Los hombres volvían a sus chozas soñando con autos, relojes, y con la actitud de ese hermano occidental: un negro blanco. Ya nadie se sentaba a contar viejas historias junto al fuego. Esperaban la noche, apuraban sus días para escuchar las historias que contaba el televisor.

El pueblo se volvió un lugar silencioso, lleno de rostros huraños. Solo los pequeños corrían aún felices, jugando a ser hombres de la Gran Urbe, mientras rodaban por la tierra. Para el resto la felicidad estaba muy lejos, más allá de la selva, en el lugar destinado a los elegidos de los dioses: en Occidente. Donde nacían los mejores y llegaban los valientes. En sus mentes, ellos eran el desecho de la humanidad, los condenados a vivir sin techo, sin comida, sin mantas. Los condenados al olvido de los tiempos.

Cuando se escribiera el Libro de la Tierra, ellos no estarían en él, ni sus hijos. Hojas podridas de un árbol, cortados de la civilización, apartados de la historia. Manchados por dentro y por fuera. Negros.

Mugto los observaba, deploraba que estuvieran adorando a dioses ajenos; en sus pesadillas uno de ellos partía de la tribu, luego regresaba con un reloj dorado y un diente de oro. Aquello bastaba para enamorar a la heredera. Despertaba bañado en sudor.

Entonces llegó el día fatal. La voz corrió como un relámpago de boca en boca hasta los confines de la aldea. Nadie daba crédito a sus oídos. Crecía sin cesar la peregrinación rumbo al palacio para comprobar que, tal como había pregonado a grito limpio un chiquillo, la elefanta había destrozado el televisor.

Rostros iracundos se agolparon sobre los restos tibios del artefacto.

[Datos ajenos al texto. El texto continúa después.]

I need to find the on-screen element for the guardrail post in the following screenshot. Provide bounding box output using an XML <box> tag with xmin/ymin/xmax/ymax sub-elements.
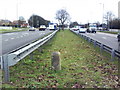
<box><xmin>86</xmin><ymin>37</ymin><xmax>88</xmax><ymax>41</ymax></box>
<box><xmin>118</xmin><ymin>42</ymin><xmax>120</xmax><ymax>51</ymax></box>
<box><xmin>87</xmin><ymin>37</ymin><xmax>88</xmax><ymax>40</ymax></box>
<box><xmin>82</xmin><ymin>35</ymin><xmax>84</xmax><ymax>38</ymax></box>
<box><xmin>79</xmin><ymin>34</ymin><xmax>82</xmax><ymax>37</ymax></box>
<box><xmin>88</xmin><ymin>38</ymin><xmax>91</xmax><ymax>43</ymax></box>
<box><xmin>38</xmin><ymin>48</ymin><xmax>43</xmax><ymax>53</ymax></box>
<box><xmin>81</xmin><ymin>35</ymin><xmax>83</xmax><ymax>38</ymax></box>
<box><xmin>2</xmin><ymin>54</ymin><xmax>10</xmax><ymax>82</ymax></box>
<box><xmin>30</xmin><ymin>53</ymin><xmax>33</xmax><ymax>60</ymax></box>
<box><xmin>84</xmin><ymin>36</ymin><xmax>86</xmax><ymax>40</ymax></box>
<box><xmin>0</xmin><ymin>56</ymin><xmax>3</xmax><ymax>69</ymax></box>
<box><xmin>94</xmin><ymin>41</ymin><xmax>96</xmax><ymax>47</ymax></box>
<box><xmin>111</xmin><ymin>49</ymin><xmax>115</xmax><ymax>61</ymax></box>
<box><xmin>100</xmin><ymin>44</ymin><xmax>103</xmax><ymax>55</ymax></box>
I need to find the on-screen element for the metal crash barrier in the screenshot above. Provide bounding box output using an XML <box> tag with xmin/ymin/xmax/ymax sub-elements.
<box><xmin>1</xmin><ymin>30</ymin><xmax>58</xmax><ymax>82</ymax></box>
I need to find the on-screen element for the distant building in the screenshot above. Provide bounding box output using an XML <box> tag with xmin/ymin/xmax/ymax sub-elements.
<box><xmin>0</xmin><ymin>19</ymin><xmax>28</xmax><ymax>27</ymax></box>
<box><xmin>0</xmin><ymin>19</ymin><xmax>12</xmax><ymax>26</ymax></box>
<box><xmin>12</xmin><ymin>20</ymin><xmax>19</xmax><ymax>26</ymax></box>
<box><xmin>118</xmin><ymin>1</ymin><xmax>120</xmax><ymax>18</ymax></box>
<box><xmin>12</xmin><ymin>20</ymin><xmax>28</xmax><ymax>27</ymax></box>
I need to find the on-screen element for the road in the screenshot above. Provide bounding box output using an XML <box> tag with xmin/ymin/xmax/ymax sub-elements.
<box><xmin>0</xmin><ymin>30</ymin><xmax>53</xmax><ymax>55</ymax></box>
<box><xmin>1</xmin><ymin>30</ymin><xmax>119</xmax><ymax>56</ymax></box>
<box><xmin>74</xmin><ymin>31</ymin><xmax>119</xmax><ymax>51</ymax></box>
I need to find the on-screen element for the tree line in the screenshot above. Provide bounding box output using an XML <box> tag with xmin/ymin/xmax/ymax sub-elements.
<box><xmin>104</xmin><ymin>11</ymin><xmax>120</xmax><ymax>29</ymax></box>
<box><xmin>109</xmin><ymin>18</ymin><xmax>120</xmax><ymax>29</ymax></box>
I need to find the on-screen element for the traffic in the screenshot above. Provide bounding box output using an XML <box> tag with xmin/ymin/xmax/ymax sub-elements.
<box><xmin>69</xmin><ymin>23</ymin><xmax>120</xmax><ymax>42</ymax></box>
<box><xmin>28</xmin><ymin>23</ymin><xmax>58</xmax><ymax>31</ymax></box>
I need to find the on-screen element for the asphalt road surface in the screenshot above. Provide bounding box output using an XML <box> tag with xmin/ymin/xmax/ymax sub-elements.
<box><xmin>74</xmin><ymin>31</ymin><xmax>120</xmax><ymax>51</ymax></box>
<box><xmin>0</xmin><ymin>30</ymin><xmax>53</xmax><ymax>56</ymax></box>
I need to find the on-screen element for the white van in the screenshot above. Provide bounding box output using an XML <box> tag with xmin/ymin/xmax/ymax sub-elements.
<box><xmin>49</xmin><ymin>23</ymin><xmax>57</xmax><ymax>30</ymax></box>
<box><xmin>87</xmin><ymin>23</ymin><xmax>97</xmax><ymax>33</ymax></box>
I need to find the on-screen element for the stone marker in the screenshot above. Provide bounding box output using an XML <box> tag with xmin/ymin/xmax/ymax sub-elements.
<box><xmin>51</xmin><ymin>52</ymin><xmax>61</xmax><ymax>70</ymax></box>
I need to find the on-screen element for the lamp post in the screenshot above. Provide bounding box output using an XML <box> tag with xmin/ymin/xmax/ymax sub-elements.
<box><xmin>16</xmin><ymin>0</ymin><xmax>19</xmax><ymax>28</ymax></box>
<box><xmin>99</xmin><ymin>3</ymin><xmax>104</xmax><ymax>30</ymax></box>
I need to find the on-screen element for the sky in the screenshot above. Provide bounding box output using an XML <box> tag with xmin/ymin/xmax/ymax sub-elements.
<box><xmin>0</xmin><ymin>0</ymin><xmax>120</xmax><ymax>24</ymax></box>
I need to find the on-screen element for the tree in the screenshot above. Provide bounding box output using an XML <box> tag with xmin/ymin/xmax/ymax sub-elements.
<box><xmin>104</xmin><ymin>11</ymin><xmax>114</xmax><ymax>30</ymax></box>
<box><xmin>109</xmin><ymin>18</ymin><xmax>120</xmax><ymax>29</ymax></box>
<box><xmin>18</xmin><ymin>16</ymin><xmax>26</xmax><ymax>27</ymax></box>
<box><xmin>56</xmin><ymin>9</ymin><xmax>70</xmax><ymax>30</ymax></box>
<box><xmin>19</xmin><ymin>16</ymin><xmax>25</xmax><ymax>21</ymax></box>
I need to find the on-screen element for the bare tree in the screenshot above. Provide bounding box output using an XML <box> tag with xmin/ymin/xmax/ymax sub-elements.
<box><xmin>56</xmin><ymin>9</ymin><xmax>70</xmax><ymax>30</ymax></box>
<box><xmin>19</xmin><ymin>16</ymin><xmax>25</xmax><ymax>21</ymax></box>
<box><xmin>104</xmin><ymin>11</ymin><xmax>115</xmax><ymax>30</ymax></box>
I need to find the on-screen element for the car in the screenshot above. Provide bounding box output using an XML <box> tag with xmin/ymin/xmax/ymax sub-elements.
<box><xmin>39</xmin><ymin>25</ymin><xmax>46</xmax><ymax>31</ymax></box>
<box><xmin>72</xmin><ymin>26</ymin><xmax>79</xmax><ymax>31</ymax></box>
<box><xmin>79</xmin><ymin>26</ymin><xmax>86</xmax><ymax>33</ymax></box>
<box><xmin>29</xmin><ymin>27</ymin><xmax>35</xmax><ymax>31</ymax></box>
<box><xmin>117</xmin><ymin>34</ymin><xmax>120</xmax><ymax>42</ymax></box>
<box><xmin>87</xmin><ymin>28</ymin><xmax>96</xmax><ymax>33</ymax></box>
<box><xmin>98</xmin><ymin>27</ymin><xmax>103</xmax><ymax>30</ymax></box>
<box><xmin>87</xmin><ymin>24</ymin><xmax>97</xmax><ymax>33</ymax></box>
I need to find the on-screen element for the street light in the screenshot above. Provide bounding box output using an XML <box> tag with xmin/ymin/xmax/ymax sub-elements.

Algunos sollozaban y otros, armados de machetes y piedras, se aprestaron a perseguir a la bestia, destructora de sueños.

Fue entonces cuando Mugto llamó al orden; el jefe Toka-Leya protegió con su propio cuerpo a la elefanta. Los pobladores volvieron a las chozas poco a poco. Hubo duelo durante tres días y tres noches, al cabo de los cuales todas las mujeres retomaron sus tareas, con algarabías y risas bajo el fuerte sol de la sabana. Los hombres regresaron a sus rutinas, a la pesca y los juegos deportivos cuerpo a cuerpo, a sus rituales. La luz de las hogueras en la noche volvió a brillar, se oyeron cuentos antiguos repetidos con voces nuevas. El recuerdo del artilugio se diluyó en el ruido de la catarata, en el bramido de animales salvajes. El cielo volvió lucir como la bóveda de un palacio imperial para los Toka-Leya; ya nadie pensaba en la sequía, en la diminuta y olvidada condición de su pueblo. La única crónica que les importaba era la que escribirían sus hijos, recordando los besos de las madres.

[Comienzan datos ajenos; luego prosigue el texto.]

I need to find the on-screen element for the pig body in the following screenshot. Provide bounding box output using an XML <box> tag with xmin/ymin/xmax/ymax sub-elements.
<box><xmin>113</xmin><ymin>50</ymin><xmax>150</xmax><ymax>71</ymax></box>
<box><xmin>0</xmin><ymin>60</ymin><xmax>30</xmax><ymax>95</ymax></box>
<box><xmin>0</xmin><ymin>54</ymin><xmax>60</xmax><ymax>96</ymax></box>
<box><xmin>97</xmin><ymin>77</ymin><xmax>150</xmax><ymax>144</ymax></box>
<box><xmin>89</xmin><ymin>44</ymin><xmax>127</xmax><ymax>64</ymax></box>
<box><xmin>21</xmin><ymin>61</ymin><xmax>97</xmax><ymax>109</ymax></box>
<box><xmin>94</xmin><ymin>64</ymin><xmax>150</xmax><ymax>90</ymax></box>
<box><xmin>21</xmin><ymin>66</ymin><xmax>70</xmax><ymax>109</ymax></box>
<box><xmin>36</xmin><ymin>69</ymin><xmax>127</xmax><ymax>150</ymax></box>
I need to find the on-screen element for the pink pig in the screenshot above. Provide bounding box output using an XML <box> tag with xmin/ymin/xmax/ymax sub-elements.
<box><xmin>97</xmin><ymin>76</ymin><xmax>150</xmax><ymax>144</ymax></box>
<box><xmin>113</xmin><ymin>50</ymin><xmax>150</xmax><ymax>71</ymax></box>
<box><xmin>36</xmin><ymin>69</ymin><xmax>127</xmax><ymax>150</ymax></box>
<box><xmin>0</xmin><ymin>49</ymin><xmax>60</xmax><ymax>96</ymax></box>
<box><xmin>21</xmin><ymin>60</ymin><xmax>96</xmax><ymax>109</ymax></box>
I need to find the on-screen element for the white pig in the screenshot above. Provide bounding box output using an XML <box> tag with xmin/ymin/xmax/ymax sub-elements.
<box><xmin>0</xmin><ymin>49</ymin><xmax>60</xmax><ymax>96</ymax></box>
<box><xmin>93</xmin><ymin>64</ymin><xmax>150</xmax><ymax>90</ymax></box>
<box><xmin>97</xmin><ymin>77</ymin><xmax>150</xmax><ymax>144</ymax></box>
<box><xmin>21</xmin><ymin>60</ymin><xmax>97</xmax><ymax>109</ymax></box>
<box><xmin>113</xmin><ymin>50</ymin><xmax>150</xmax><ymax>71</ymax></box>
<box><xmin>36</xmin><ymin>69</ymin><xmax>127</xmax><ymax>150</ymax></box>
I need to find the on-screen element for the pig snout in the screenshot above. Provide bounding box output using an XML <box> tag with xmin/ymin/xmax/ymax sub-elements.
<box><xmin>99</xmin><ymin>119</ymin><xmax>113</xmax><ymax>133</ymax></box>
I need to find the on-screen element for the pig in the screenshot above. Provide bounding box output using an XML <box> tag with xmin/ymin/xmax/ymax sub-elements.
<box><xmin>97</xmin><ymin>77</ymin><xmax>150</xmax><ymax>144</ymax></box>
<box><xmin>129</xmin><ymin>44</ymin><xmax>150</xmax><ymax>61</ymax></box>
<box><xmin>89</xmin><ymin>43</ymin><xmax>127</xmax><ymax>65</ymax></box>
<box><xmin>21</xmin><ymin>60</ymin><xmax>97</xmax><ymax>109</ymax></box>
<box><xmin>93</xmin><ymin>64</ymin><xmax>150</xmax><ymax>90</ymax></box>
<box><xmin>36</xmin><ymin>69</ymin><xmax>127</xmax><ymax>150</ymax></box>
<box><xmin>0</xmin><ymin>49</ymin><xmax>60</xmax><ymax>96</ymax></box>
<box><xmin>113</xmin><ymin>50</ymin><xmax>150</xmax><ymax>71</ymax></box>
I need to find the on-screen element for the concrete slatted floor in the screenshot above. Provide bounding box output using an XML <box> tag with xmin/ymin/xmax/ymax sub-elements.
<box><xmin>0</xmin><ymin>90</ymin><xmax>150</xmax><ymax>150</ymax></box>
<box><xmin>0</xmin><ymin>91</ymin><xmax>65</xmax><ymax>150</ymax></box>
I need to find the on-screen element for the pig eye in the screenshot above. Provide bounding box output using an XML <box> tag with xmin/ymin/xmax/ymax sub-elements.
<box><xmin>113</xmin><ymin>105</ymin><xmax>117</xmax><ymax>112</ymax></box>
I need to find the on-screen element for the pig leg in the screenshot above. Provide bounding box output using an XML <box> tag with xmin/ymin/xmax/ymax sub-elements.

A veces Mugto se va solo a Victoria, a ver el horizonte, y recuerda el día en que culpó a la elefanta por sus actos: un elefante expiatorio en la sabana ardiente. Evoca allí lo que su antepasada aprendió de David Livingstone, y este, de Lady Night, palabras transmitidas hasta llegar a él; cuando un joven cayó al abismo la hechicera dijo: "Un líder guiará al pueblo hacia sus orígenes. El imperio de la felicidad, hijo, es como Soplavientos: va en ti".


Elizabeth de la Teja nació en Cienfuegos, en 1983. Bajo el nombre de Bosch ha publicado Ergo sum, que recoge las memorias de la autora en cuatro países, y los libros de relatos Orwelistán y Soplo y símbolo, al cual pertenece este relato.